Making pull requests

  1. When you submit a pull request, several tests are automatically run as GitHub Actions. If any of these tests fail, it is your responsibility to try and resolve the underlying issue(s). If you don't know how to resolve the underlying issue(s), you can ask for help.

  2. If your pull request has merge conflicts with the main branch (GitHub checks for this automatically and notifies you), you are responsible for resolving them. You can do this by merging the main branch into your branch (git pull upstream main), and then pushing the updated branch to your fork (git push).

  3. Each pull request should contain a single logical change or related set of changes that make sense to submit together. If a pull request becomes too large or contains too many unrelated changes, it becomes too difficult to review. In such cases, the reviewer has the right to close your pull request and ask that you submit a separate pull request for each logical set of changes that belong together.

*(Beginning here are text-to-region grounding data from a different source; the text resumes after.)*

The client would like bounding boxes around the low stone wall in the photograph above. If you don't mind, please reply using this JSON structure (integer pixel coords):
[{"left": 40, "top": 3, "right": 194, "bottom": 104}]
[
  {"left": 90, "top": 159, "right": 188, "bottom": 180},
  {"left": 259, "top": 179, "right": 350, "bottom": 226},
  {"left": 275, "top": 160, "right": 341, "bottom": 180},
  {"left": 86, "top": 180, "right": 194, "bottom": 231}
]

  4. Link the issue you have resolved in the Pull Request Template (e.g Closes/Fixes #99).

  5. Use Conventional commit messages for your changes.

  6. Do not re-open a pull request that a reviewer has closed.

    • Make sure to tick the "Allow edits from maintainers" box. This allows us to directly make minor edits / refactors and saves a lot of time.

Remarks

If something is missing here, or you feel something is not well described, either directly create a PR or create an issue.